Ironhide hesitated to launch the medic a quick suspicious look, before walking away.  
It’s not fear, but Ironhide doesn’t have a good relationship with anyone who contrasts him, whoever that is, and has a habit of not forgetting the insults, whatever is the contrast.  
Ironhide is a simple being, one of the simplest beings Optimus has ever met. And one of the most dangerous. There is too little room for maneuver in his frame of reference. Friends and foes, with a sharp boundary dividing them.  
An efficient solution for a fighter like him. Reducing the world to minimum terms decreases the reaction time when facing possible threats, because it eliminates the need for pausing and assessing wider fields of possibility.  
In his own way, Ironhide is as logical and rational as Prowl.

Now the only ones to remain in the room are he and Ratchet, Optimus also interrupts the flow of data on the planet which is their next destination. For the moment, he has all the information he needs. 

“Ratchet...”  
“Yes?”  
“When you disagree with me, tell me in private. Do not fight me back in front of the soldiers.”  
“You are infallible by definition, Optimus. Don’t try to convince yourself to be really so, not to the point of being beyond criticism.”  
“You are talking to a Prime.”  
“I’m talking to a man. I know. I’ve seen what you have inside, I put my hands on what you have inside, and believe me, it’s not enough to make a difference for me.”  
“So, _what_ makes a difference to you? Something has to be, or you wouldn’t follow me.” 

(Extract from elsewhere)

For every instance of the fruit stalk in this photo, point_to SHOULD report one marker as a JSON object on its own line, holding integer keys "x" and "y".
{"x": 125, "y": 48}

Ratchet radiated anger. Anger and desire for conflict. Colours and lights intensifying and spectral cromatic patterns of curved lines followed each other on his shell, flowing in the uniform white of a medic. Consequently, also Optimus’ level of aggressiveness rose.  
The foregoing discussion was only the prelude to a battle that Ratchet is determined to win and Optimus is not going to lose. He could have forbidden Ratchet to attend the meeting, but that action would have been just removed the problem temporarily from view and postponed the fight.  
Ratchet had already expressed this stubborn opposition in the past, with only a few changes, minor elements of expression in a plot already written and recited several times, each time more sharply, and the medic is a special enemy. One that must be subdued, not torn down, and those are more difficult than kill. 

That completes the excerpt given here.